# GCC expert 24Lx from Mac to PC



## kneilon (Sep 8, 2011)

Hi all,

I'm new to vinyl cutters and i'm looking to purchase the GCC Expert 24LX. The problem I have is that I work primarily off of Macs which I know right now GCC doesn't work with Mac OS. So my question is, can I still design in Adobe Illustrator on my Mac and then use a flash drive to put it on a PC to print with the 24LX? I have an old PC I can hook up but I don't have Illustrator on it. Do I need to print from Illustrator on the PC, or do I just need the image to print with the cutters software? Hope my question is clear, any help would be greatly appreciated.

Thanks


----------



## royster13 (Aug 14, 2007)

You will need to have the cutting software and plotter drivers installed on the PC....The usb stick will work but it will drive you nuts going back and forth if you need to tweak things....


----------



## kneilon (Sep 8, 2011)

So the Cutter has it's own software, not just a plugin for Illustrator?


----------



## royster13 (Aug 14, 2007)

Yes it has it's own software and yes it has a plug in to cut from Illustrator........
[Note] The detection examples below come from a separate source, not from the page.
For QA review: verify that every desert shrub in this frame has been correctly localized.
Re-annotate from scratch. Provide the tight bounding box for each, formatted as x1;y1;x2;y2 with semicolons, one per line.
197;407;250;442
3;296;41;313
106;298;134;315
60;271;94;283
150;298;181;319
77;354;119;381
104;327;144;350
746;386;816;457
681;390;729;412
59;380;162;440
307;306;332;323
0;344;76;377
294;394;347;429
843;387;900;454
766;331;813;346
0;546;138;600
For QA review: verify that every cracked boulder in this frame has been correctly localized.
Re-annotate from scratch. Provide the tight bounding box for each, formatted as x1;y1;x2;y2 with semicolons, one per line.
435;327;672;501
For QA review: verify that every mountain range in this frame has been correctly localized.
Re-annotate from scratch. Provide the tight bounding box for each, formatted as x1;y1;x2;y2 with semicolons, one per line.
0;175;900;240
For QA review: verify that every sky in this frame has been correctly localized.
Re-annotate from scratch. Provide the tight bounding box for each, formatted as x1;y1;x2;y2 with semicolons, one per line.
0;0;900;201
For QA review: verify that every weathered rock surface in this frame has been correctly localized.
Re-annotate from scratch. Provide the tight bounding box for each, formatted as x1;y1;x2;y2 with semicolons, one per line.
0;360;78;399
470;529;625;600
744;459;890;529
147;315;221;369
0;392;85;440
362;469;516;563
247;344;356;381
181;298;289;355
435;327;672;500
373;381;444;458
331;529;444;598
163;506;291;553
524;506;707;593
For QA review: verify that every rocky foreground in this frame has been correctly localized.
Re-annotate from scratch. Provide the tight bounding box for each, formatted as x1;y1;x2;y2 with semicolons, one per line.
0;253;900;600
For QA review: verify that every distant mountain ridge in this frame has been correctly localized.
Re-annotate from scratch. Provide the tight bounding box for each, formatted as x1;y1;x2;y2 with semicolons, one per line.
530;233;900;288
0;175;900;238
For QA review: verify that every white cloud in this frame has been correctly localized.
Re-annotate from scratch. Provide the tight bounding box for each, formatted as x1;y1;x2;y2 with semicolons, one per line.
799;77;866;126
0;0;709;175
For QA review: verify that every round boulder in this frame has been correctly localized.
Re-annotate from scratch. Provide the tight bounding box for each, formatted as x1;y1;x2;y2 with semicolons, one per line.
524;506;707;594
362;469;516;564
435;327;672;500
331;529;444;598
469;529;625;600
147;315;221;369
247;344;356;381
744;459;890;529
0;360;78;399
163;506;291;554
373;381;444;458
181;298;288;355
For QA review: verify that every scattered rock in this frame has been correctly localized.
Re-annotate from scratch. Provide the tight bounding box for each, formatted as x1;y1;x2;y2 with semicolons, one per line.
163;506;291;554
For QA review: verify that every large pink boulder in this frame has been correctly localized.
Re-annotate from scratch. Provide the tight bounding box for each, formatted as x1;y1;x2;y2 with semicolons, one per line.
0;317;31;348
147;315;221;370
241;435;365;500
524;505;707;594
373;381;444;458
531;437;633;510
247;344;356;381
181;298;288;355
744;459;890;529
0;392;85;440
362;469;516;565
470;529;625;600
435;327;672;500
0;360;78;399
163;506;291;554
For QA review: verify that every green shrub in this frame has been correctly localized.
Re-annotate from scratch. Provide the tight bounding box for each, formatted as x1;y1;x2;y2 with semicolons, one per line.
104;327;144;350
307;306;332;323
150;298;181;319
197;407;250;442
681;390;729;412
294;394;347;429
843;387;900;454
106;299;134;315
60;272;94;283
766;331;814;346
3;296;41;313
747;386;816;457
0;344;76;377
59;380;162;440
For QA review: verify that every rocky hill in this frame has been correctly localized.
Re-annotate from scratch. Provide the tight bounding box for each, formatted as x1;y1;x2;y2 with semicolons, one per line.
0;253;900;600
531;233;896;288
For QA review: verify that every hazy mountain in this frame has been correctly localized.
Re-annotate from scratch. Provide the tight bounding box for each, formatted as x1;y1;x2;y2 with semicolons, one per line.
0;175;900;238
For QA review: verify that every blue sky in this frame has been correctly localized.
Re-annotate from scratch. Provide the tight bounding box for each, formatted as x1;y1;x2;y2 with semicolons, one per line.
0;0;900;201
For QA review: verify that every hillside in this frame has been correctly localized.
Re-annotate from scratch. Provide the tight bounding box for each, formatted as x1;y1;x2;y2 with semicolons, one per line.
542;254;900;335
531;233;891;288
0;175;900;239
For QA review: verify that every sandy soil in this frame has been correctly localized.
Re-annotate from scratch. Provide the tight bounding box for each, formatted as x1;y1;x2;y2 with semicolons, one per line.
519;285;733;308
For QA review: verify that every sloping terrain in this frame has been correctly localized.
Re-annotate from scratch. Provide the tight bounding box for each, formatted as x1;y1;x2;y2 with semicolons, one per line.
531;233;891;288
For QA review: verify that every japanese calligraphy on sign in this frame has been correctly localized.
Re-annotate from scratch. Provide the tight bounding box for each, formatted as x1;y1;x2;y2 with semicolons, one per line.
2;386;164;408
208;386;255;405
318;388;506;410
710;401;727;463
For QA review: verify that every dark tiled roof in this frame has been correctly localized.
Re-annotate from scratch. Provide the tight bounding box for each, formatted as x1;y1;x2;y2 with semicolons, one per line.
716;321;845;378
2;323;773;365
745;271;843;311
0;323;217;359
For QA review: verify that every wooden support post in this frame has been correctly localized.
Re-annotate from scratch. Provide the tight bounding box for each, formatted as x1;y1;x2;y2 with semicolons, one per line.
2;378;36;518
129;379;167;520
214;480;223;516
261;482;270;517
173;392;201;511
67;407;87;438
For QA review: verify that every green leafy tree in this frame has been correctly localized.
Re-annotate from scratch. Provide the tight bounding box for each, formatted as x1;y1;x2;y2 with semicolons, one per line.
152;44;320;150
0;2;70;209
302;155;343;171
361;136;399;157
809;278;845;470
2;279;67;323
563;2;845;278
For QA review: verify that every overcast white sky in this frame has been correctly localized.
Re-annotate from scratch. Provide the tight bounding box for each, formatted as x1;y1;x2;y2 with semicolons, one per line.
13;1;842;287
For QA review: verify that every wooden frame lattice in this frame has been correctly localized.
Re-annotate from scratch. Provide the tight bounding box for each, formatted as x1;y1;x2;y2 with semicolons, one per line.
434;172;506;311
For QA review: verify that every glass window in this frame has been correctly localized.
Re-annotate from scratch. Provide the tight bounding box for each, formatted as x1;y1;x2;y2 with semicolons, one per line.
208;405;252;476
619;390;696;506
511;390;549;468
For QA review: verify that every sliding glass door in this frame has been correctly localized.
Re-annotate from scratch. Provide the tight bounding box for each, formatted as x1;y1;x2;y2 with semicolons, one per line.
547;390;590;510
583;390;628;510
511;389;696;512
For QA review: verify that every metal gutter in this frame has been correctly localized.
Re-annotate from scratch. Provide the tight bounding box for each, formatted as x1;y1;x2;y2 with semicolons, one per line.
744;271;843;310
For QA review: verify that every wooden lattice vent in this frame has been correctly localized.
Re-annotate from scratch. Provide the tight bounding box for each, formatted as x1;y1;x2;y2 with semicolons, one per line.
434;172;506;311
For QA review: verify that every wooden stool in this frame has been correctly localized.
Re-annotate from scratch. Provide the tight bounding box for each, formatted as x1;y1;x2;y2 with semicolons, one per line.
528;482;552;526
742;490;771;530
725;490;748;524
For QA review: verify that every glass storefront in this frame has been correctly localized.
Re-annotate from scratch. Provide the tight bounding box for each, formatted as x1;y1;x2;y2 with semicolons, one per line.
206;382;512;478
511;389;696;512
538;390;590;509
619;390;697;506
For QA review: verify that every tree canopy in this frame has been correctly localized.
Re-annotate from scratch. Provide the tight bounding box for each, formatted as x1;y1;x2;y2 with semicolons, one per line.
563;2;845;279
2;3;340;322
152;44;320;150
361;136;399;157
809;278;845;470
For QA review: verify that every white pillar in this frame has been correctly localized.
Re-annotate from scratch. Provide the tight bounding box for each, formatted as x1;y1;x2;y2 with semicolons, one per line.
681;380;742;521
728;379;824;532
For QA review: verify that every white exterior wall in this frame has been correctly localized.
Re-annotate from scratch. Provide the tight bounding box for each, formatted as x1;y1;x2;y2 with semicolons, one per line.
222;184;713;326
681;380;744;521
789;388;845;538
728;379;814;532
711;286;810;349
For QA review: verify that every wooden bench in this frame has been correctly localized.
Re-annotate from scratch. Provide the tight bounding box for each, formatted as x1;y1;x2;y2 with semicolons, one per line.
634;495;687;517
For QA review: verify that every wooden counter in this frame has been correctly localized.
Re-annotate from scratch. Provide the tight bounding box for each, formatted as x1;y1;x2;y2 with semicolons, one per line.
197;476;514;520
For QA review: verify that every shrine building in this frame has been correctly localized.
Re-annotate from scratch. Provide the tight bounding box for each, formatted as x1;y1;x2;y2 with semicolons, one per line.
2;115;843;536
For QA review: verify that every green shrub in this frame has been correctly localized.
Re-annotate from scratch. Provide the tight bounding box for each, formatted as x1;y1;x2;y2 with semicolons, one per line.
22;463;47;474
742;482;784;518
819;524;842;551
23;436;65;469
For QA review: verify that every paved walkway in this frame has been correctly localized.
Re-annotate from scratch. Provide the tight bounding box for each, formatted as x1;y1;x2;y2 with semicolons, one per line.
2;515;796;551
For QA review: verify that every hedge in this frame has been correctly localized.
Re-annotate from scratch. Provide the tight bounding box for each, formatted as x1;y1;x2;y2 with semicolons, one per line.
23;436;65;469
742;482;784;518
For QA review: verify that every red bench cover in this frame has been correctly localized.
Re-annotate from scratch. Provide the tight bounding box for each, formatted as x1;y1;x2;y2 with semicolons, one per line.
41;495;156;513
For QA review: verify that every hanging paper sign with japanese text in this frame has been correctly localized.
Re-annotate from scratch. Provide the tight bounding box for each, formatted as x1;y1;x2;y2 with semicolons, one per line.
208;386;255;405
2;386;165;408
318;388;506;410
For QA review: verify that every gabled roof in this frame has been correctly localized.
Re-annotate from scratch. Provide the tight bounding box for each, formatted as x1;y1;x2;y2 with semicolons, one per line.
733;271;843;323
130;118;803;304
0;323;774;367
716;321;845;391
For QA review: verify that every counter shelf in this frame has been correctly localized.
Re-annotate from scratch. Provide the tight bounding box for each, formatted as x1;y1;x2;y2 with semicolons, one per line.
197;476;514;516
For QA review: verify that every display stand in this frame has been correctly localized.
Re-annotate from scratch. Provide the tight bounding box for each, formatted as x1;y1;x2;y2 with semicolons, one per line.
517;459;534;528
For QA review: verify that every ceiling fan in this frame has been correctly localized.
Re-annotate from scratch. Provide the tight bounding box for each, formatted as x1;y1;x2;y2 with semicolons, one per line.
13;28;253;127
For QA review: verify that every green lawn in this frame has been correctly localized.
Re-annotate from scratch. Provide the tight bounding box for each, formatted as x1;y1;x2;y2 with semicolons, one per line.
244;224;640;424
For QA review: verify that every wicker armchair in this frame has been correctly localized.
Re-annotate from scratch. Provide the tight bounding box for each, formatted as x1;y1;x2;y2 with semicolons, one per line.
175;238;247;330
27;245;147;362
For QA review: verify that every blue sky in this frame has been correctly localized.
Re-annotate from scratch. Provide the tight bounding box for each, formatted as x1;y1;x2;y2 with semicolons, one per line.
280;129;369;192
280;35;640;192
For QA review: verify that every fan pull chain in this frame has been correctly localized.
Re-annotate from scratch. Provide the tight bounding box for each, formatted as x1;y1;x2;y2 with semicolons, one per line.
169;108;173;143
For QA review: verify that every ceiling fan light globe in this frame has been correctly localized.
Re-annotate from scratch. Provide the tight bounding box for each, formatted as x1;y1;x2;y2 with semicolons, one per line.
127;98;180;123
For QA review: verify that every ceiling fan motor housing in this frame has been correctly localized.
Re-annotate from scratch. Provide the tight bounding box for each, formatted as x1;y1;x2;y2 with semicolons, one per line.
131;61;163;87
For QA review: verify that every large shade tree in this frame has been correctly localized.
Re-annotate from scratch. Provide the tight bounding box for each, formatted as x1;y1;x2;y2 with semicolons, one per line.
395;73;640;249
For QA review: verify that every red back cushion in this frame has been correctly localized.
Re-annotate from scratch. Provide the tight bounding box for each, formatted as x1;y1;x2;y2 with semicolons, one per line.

As far as my work flow I select my artwork and then use FILE >GREAT CUT >AUTO EXPORT......If you are not on the same machine you have to save your file as something....I am not sure if an ai. works or ir you will need to save as an eps......Then copy to USB stick and go to pc....When on pc you need to import into Great Cut software and go from there.....


----------



## kneilon (Sep 8, 2011)

Ok, that is what I trying to figure out. Thanks for explaining it to me. I wish I could afford the GX-24 or something that is compatible with the Mac but i've seen good feedback on the 24LX so I guess it's worth the extra step until they release a Mac plugin.


----------



## kneilon (Sep 8, 2011)

One more question. Is the use of the optical eye on heat transfers on the mac possible? How does that work?


----------



## BURNTtoast (May 28, 2011)

I'm in the exact same boat as you! I was going to get the Graphtec 24" because it's mac compatible as well as the Roland GX-24 but they're too much just to start out so I'm going with the expert 24. 

I have a mac and I'm going to run bootcamp with either windows xp or 7 so all i have to do is create my stuff in illustrator, switch over to windows and open up my files in great cut and bam.. Might even consider buying parallels so I can run windows applications while in the Mac OS environment rather than switching back and forth. Hope all that wasn't confusing..

Anyway, the optical eye allows you to contour cut. You'll still need a windows OS to do this.


----------



## coachtap7665 (Mar 4, 2011)

Will bootcamp run the expert 24? I have Illustrator, photoshop, fireworks all on my mac that I use to draw and create. We have had the expert 24 for 8 months and have yet to have it work on our pc. I didn't know if it would run off of bootcamp or not.


----------



## WaterfallDesigns (Feb 20, 2012)

I got my Expert 24 to run in boot camp. I just downloaded paralells and I cannot seem to get it to run. It recognizes the cutter and there are no errors but the cutter doesn't do anything. In the plot manager is just shows each attempt under Saved Jobs. Does anyone know how to get it to work? Rebooting each time isn't really working for me.
Thanks!!


----------